How a safety-focused community app implemented rate-limited export requests, background archive generation, and expiry cleanup for privacy operations.
Context
A safety-focused community app needed a reliable way for users to request account data exports without creating a manual operations burden. The requirement was straightforward from a user perspective, request data, wait, and receive a download link, but the backend needed to gather data across profile, contacts, chats, albums, and media while keeping the API responsive.

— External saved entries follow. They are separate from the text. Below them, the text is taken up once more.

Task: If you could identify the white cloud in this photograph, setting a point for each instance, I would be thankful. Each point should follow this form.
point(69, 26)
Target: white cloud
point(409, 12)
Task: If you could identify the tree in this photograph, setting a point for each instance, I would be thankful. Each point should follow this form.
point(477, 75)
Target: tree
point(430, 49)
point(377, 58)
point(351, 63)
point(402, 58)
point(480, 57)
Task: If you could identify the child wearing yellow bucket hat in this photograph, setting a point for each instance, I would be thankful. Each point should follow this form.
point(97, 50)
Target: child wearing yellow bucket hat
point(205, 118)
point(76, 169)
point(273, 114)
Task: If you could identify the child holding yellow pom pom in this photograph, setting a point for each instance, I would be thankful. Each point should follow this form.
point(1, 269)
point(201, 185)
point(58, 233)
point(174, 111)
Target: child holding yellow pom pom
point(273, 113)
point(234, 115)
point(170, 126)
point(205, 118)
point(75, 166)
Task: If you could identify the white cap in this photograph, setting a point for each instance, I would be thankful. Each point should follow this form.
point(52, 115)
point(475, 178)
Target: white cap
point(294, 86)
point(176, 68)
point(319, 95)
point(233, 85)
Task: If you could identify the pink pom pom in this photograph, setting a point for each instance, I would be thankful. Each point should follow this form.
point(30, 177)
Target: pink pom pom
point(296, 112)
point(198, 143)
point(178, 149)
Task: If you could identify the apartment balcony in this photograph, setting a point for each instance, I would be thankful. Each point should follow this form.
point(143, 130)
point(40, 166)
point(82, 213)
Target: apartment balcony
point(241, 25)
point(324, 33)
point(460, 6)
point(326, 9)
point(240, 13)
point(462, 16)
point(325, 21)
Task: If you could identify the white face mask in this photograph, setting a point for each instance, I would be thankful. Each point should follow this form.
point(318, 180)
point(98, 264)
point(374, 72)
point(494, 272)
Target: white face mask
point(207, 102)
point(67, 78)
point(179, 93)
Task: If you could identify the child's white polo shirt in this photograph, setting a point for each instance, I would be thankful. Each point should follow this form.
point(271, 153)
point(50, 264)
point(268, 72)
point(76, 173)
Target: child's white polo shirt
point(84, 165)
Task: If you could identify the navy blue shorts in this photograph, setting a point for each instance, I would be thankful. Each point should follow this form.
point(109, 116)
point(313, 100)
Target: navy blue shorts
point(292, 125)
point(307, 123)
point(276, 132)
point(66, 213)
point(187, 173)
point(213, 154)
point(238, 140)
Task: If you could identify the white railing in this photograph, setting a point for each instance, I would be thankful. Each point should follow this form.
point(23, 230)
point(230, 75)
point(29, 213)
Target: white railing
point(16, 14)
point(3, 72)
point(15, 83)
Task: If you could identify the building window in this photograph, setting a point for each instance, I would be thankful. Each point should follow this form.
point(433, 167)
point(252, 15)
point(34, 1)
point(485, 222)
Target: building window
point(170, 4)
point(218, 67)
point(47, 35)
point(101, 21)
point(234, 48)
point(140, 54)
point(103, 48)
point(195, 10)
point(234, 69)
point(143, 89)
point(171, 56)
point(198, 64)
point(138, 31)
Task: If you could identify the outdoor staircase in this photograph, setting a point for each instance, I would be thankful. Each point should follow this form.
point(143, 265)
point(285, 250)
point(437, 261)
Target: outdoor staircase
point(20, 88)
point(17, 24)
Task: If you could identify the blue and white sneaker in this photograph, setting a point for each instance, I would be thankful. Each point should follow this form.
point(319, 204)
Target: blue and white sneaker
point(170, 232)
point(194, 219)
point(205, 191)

The project already had account APIs, query modules, and background task infrastructure. The implementation goal was to convert a traditionally manual support process into a self-service pipeline with clear lifecycle states and cleanup rules.
Challenge
Privacy export jobs are expensive compared to standard API calls. They require cross-domain data aggregation, archive generation, storage, and delivery. Running that work inline would create timeouts and unstable user experience.
There were also operational guardrails to enforce. Repeated requests in a short window can waste resources, and completed archives should not stay accessible forever. Without lifecycle controls, support and engineering teams end up managing export artifacts manually.
Approach
The app store added a dedicated action to request data download and handled rate-limit responses explicitly so users got immediate feedback instead of generic failure states. The API endpoint created a request row, enforced a 24-hour limit on non-failed requests, and triggered background orchestration through a state machine execution.
The export processor then handled the heavy work asynchronously. It marked each request as processing, collected account data bundles, and streamed a ZIP archive directly to object storage using multipart upload. The archive included structured JSON files for account and social data, chat payloads, album data, and additional entities like blocked and report-related records. It also attempted to include ready media assets where available.
Security and lifecycle behaviour were built into the flow. Export objects were stored with server-side encryption, a time-limited download URL was generated for delivery, and completion metadata stored the expiry timestamp. If the account had a valid email, the system sent a ready notification automatically.
A scheduled purge task handled data hygiene by removing expired exports from storage and deleting corresponding database rows. That kept retention bounded and removed the need for routine manual cleanup. The repository includes tests around request rate-limiting, export processing, and purge behaviour, which makes this privacy-critical pipeline safer to maintain.
Outcome
The outcome was lower manual overhead and a more predictable privacy workflow. Users can request exports through product UI, the backend runs heavy processing in the background, and delivery happens through expiring links rather than one-off support handling.
From an engineering operations perspective, the export system now has explicit status transitions, guardrails for over-requesting, and scheduled cleanup for expired artifacts. That made compliance handling more repeatable while reducing ad hoc intervention from the team.
Key takeaway
Privacy features become much more sustainable when request intake, background processing, and retention cleanup are designed as one continuous lifecycle.